For the following pairs of orbitals, indicate which is higher in energy in a many-electron atom. (a) \(3 \mathrm{~s}\) or \(2 \mathrm{p}\) (b) \(4 \mathrm{~s}\) or \(4 \mathrm{~d}\) (c) \(4 \mathrm{f}\) or \(6 \mathrm{~s}\) (d) 1 s or \(2 s\)

Short answer

a) 3s or 2p b) 4s or 4d c) 4f or 6s d) 1s or 2s Answer: a) 3s has a higher energy than 2p b) 4d has a higher energy than 4s c) 4f has a higher energy than 6s d) 2s has a higher energy than 1s

Step-by-step solution

(a) 3s or 2p Orbital Comparison

For 3s, we have n = 3 and l = 0. Hence, (n + l) = 3. For 2p, we have n = 2 and l = 1. Hence, (n + l) = 3. The 3s and 2p orbitals have the same (n + l) value, so we compare their n values.
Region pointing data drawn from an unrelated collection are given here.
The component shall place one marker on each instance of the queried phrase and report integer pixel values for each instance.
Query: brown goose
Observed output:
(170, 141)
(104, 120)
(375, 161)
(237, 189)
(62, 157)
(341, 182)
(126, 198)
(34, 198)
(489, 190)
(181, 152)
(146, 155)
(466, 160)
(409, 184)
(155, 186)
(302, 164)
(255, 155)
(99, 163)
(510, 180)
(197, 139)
The 3s orbital has a higher n value (n = 3), making it higher in energy compared to the 2p orbital.

(b) 4s or 4d Orbital Comparison

For 4s, we have n = 4 and l = 0. Hence, (n + l) = 4. For 4d, we have n = 4 and l = 2. Hence, (n + l) = 6. The 4s orbital has a lower (n + l) value compared to the 4d orbital. Therefore, the 4d orbital is higher in energy than the 4s orbital.

(c) 4f or 6s Orbital Comparison

For 4f, we have n = 4 and l = 3. Hence, (n + l) = 7. For 6s, we have n = 6 and l = 0. Hence, (n + l) = 6. The 4f orbital has a higher (n + l) value compared to the 6s orbital. Therefore, the 4f orbital is higher in energy than the 6s orbital.

(d) 1s or 2s Orbital Comparison

For 1s, we have n = 1 and l = 0. Hence, (n + l) = 1. For 2s, we have n = 2 and l = 0. Hence, (n + l) = 2. The 1s orbital has a lower (n + l) value compared to the 2s orbital. Therefore, the 2s orbital is higher in energy than the 1s orbital.